Preheat oven to 325℉
Grease and flour a 12 to 15 cup Bundt pan
Puree fresh or frozen strawberries in a blender or food processor to make 1 cup puree.
In a medium size bowl, whisk the cake flour, baking powder and salt for 30 seconds, set aside
In another bowl, combine the oil, 1 cup strawberry puree, milk, and strawberry extract, set aside.
In the bowl of your mixer, add the butter and mix until smooth. Gradually add the sugar and mix on medium speed until lightened in color and fluffy. This may take 3 to 5 minutes.
Add the eggs one at a time, mixing after each until the yellow of the yolk is blended.
With the mixer on low speed, alternately add the flour mixture and the strawberry mixture, beginning and ending with the flour mixture ( 3 additions of dry and 2 of wet). Scrape down sides and bottom of bowl halfway through or as needed. Add 3 to 4 drops of pink coloring if you would like the cake to be a deeper pink color. Mix just until blended.
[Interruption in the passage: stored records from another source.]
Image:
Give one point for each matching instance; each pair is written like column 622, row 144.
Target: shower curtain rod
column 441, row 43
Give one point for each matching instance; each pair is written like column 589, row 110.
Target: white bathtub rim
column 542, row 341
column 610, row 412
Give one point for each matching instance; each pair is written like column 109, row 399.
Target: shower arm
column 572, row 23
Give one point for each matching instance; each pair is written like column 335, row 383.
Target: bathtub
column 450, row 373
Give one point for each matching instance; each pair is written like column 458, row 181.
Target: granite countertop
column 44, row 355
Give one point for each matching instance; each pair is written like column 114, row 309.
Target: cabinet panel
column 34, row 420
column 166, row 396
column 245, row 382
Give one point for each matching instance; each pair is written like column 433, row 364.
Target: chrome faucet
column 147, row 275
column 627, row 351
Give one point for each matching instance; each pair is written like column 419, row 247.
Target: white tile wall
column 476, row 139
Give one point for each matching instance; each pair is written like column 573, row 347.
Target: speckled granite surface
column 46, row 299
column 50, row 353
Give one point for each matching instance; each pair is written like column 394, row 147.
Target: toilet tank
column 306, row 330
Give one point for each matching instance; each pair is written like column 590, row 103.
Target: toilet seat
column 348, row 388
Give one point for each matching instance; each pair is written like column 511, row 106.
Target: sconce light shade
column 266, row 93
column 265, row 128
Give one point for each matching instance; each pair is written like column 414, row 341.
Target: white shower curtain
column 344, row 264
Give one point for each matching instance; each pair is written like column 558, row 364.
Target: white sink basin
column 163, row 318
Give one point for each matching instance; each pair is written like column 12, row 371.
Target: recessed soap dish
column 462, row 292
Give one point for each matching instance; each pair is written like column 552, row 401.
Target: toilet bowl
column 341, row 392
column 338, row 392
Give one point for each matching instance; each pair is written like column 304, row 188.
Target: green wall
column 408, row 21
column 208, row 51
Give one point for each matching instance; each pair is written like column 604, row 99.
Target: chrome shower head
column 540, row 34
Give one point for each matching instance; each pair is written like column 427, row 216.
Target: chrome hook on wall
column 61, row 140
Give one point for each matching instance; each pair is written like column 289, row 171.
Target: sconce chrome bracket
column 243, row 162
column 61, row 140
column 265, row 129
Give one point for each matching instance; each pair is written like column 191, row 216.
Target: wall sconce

Scoop cake batter into prepared bundt cake pan.
Bake at 325 degrees F for 40 to 45 minutes. Check at 40 minutes as ovens can bake differently. The cake is done when a toothpick or wooden skewer inserted into the cake comes out clean or with a few crumbs attached.
Let the cake cool on a wire rack for 5 to 10 minutes before turning out.